I think these weak penalties emboldened ISPS to lie about the speeds of their technologies in the RDOF auction. ISPs are still paid handsomely even if they don’t come close to meeting the promised speeds. And that’s not the entire story. There were bidding penalties for ISPs promising speeds slower than gigabit. A WISP that told the truth about speeds in the auction (and many did) likely lost in the auction if bidding directly against a WISP that exaggerated speeds.
These penalties are shameful and are another example of the FCC favoring ISPs over the public. If an ISP whiffs the test in the third year they should stop receiving all future subsidies. If an ISP fail the tests badly enough, such as delivering 200 Mbps when promising a gigabit, then they ought to be forced to return 100% of the previous RDOF awards. If those were the rules, any ISPs that lied about speed capabilities would all withdraw from RDOF tomorrow.

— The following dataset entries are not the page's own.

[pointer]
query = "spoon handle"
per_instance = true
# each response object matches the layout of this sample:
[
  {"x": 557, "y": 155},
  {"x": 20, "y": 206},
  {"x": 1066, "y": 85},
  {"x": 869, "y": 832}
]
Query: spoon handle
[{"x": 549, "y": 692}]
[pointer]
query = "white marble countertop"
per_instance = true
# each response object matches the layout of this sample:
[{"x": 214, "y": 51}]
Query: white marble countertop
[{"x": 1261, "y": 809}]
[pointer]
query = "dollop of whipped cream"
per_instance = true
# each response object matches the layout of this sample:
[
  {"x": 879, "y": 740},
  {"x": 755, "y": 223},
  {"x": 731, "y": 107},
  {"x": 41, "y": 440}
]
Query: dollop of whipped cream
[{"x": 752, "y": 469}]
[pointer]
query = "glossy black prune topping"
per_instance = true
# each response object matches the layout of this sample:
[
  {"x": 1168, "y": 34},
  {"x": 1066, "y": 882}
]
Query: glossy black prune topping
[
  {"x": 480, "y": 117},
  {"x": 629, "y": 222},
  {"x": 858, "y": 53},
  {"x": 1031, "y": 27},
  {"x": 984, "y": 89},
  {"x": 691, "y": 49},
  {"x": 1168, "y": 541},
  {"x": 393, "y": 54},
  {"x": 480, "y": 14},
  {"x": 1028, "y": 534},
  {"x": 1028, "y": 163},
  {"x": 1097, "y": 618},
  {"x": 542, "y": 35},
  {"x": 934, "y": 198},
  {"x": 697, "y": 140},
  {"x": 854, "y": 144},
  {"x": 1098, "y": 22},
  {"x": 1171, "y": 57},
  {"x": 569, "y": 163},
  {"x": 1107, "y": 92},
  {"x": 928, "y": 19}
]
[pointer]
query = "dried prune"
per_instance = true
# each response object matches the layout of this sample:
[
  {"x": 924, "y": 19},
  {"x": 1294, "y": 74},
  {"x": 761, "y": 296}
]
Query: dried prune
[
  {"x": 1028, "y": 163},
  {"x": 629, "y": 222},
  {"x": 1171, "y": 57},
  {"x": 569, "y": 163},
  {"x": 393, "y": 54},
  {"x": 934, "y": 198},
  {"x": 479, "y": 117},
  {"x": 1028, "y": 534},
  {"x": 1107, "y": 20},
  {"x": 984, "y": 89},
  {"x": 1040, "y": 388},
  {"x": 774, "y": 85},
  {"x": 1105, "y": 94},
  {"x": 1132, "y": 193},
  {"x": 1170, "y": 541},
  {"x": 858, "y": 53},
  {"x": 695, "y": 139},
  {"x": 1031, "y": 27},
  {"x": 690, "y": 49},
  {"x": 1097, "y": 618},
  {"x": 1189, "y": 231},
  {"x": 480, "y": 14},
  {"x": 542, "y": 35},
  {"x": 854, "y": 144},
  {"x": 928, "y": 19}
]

People will ask why it’s so bad that an ISP that overstated speed capabilities won the RDOF. This cheats the people living in the RDOF award area. Residents thought they would get gigabit broadband and will get something far less. While customers might be pleased with the initial speeds in this example, the network being built is not ready to provide good broadband for the rest of the century. There is a good chance that in a decade or two we’ll be looking at these same award areas again and asking if these areas need more federal subsidy to swap out to a faster technology.
If an ISP takes big federal money and fails to perform there should be real penalties. If that was made clear upfront, then ISPs that can’t meet speed requirements would not be tempted to apply. One only has to look back at CAF II to see how ineffective this testing is. Does anybody remember any big penalties for the big telcos not upgrading DSL?